Is a plan for lmza commpression in pg_dump

Started by Stanislav Lackoalmost 17 years ago21 messages
#1Stanislav Lacko
lacko@spacesystems.sk
1 attachment(s)

Hi.

Is it in todo or in a plan to implement lmza commpression in pg_dump
backups?

Thanks

Stano
--
------------------------------------------------------------------------

Space Systems

*Mgr. Stano LACKO*

mobil: +421 908 175 753

fax.: +421 2 555 72 676

e-mail: lacko@spacesystems.sk <mailto:lacko@spacesystems.sk>

*Space Systems, s.r.o.*

Zámocká 30

811 01 Bratislava

www.spacesystems.sk <http://www.spacesystems.sk/&gt;

Attachments:

logo_space.gifimage/gif; name=logo_space.gifDownload
#2Bruce Momjian
bruce@momjian.us
In reply to: Stanislav Lacko (#1)
Re: Is a plan for lmza commpression in pg_dump

Stanislav Lacko wrote:

Hi.

Is it in todo or in a plan to implement lmza commpression in pg_dump
backups?

Nope, never heard anything about it.

--
Bruce Momjian <bruce@momjian.us> http://momjian.us
EnterpriseDB http://enterprisedb.com

+ If your life is a hard drive, Christ can be your backup. +

#3Dann Corbit
DCorbit@connx.com
In reply to: Bruce Momjian (#2)
Re: Is a plan for lmza commpression in pg_dump

-----Original Message-----
From: pgsql-hackers-owner@postgresql.org [mailto:pgsql-hackers-
owner@postgresql.org] On Behalf Of Bruce Momjian
Sent: Wednesday, February 04, 2009 3:28 PM
To: Stanislav Lacko
Cc: pgsql-hackers@postgresql.org
Subject: Re: [HACKERS] Is a plan for lmza commpression in pg_dump

Stanislav Lacko wrote:

Hi.

Is it in todo or in a plan to implement lmza commpression in pg_dump
backups?

Nope, never heard anything about it.

In case the PG group does get interested in insertion of compression
algorithms into PostgreSQL {it seems it could be useful in many
different areas}, the 7zip format seems to be excellent in a number of
ways.

Here is an interesting benchmark that shows 7z format winning a large
area of the "optimal compressors" performance graph:
http://users.elis.ugent.be/~wheirman/compression/

The LZMA SDK is granted to the public domain:
http://www.7-zip.org/sdk.html

Unfortunately LZOP (which wins the top half of the "optimal compressors"
graph where the compression and decompression speed is more important
than amount of compression) does not have a liberal license.
http://www.lzop.org/

#4Andrew Chernow
ac@esilo.com
In reply to: Dann Corbit (#3)
Re: Is a plan for lmza commpression in pg_dump

Dann Corbit wrote:

The LZMA SDK is granted to the public domain:
http://www.7-zip.org/sdk.html

I played with this but found the SDK extremely confusing and flat out horrible.
One personal dislike was the unnecessary use of C++; although it was the
horrible API that turned me off.

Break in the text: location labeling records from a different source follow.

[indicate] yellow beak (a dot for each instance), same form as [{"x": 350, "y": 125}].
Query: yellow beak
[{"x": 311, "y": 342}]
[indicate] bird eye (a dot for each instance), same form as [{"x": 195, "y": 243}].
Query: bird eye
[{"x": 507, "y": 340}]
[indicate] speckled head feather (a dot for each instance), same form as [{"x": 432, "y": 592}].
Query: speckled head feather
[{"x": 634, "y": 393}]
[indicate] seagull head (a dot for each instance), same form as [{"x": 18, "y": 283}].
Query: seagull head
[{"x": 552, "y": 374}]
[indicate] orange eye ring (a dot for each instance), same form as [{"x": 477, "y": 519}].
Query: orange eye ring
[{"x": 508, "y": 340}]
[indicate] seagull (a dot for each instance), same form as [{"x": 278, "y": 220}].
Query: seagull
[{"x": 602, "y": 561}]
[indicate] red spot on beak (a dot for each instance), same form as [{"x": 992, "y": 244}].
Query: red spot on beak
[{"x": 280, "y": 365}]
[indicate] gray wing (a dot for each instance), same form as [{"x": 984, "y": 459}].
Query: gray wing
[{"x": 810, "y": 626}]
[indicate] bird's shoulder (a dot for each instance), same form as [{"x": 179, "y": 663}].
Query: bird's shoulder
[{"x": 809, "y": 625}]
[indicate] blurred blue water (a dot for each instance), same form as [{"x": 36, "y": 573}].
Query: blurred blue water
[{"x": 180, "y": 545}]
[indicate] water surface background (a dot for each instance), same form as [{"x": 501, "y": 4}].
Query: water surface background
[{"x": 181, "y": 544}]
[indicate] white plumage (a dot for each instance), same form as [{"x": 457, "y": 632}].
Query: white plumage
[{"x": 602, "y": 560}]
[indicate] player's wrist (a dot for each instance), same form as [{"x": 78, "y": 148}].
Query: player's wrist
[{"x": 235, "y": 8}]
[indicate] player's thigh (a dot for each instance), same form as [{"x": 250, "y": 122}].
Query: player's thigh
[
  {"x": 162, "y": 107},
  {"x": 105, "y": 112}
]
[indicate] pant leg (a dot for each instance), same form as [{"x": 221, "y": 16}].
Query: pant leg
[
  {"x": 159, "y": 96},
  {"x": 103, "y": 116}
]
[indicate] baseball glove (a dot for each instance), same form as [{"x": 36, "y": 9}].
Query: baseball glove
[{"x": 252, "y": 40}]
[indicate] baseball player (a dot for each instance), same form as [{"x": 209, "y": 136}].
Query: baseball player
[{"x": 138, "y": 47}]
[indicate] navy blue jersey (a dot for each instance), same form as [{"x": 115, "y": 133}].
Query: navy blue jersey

I'm not even sure if I ever got a test program
working.

LZO (http://www.oberhumer.com/opensource/lzo/) is a great algorithm, easy API
with many variants; my fav is LZO1X-1(15). Its known for its compresison and
decompresison speeds ... its blazing fast. zlib typically gets 5-8% more
compression.

--
Andrew Chernow
eSilo, LLC
every bit counts
http://www.esilo.com/

#5daveg
daveg@sonic.net
In reply to: Andrew Chernow (#4)
Re: Is a plan for lmza commpression in pg_dump

On Wed, Feb 04, 2009 at 10:23:17PM -0500, Andrew Chernow wrote:

Dann Corbit wrote:

The LZMA SDK is granted to the public domain:
http://www.7-zip.org/sdk.html

I played with this but found the SDK extremely confusing and flat out
horrible. One personal dislike was the unnecessary use of C++; although it
was the horrible API that turned me off. I'm not even sure if I ever got a
test program working.

LZO (http://www.oberhumer.com/opensource/lzo/) is a great algorithm, easy
API with many variants; my fav is LZO1X-1(15). Its known for its
compresison and decompresison speeds ... its blazing fast. zlib typically
gets 5-8% more compression.

LZO rocks. I wonder if the lzo developer would consider a license exception
so that postgresql could use it? What would we need?

-dg

--
David Gould daveg@sonic.net 510 536 1443 510 282 0869
If simplicity worked, the world would be overrun with insects.

#6Andrew Dunstan
andrew@dunslane.net
In reply to: daveg (#5)
Re: Is a plan for lmza commpression in pg_dump

daveg wrote:

On Wed, Feb 04, 2009 at 10:23:17PM -0500, Andrew Chernow wrote:

Dann Corbit wrote:

The LZMA SDK is granted to the public domain:
http://www.7-zip.org/sdk.html

I played with this but found the SDK extremely confusing and flat out
horrible. One personal dislike was the unnecessary use of C++; although it
was the horrible API that turned me off. I'm not even sure if I ever got a
test program working.

LZO (http://www.oberhumer.com/opensource/lzo/) is a great algorithm, easy
API with many variants; my fav is LZO1X-1(15). Its known for its
compresison and decompresison speeds ... its blazing fast. zlib typically
gets 5-8% more compression.

LZO rocks. I wonder if the lzo developer would consider a license exception
so that postgresql could use it? What would we need?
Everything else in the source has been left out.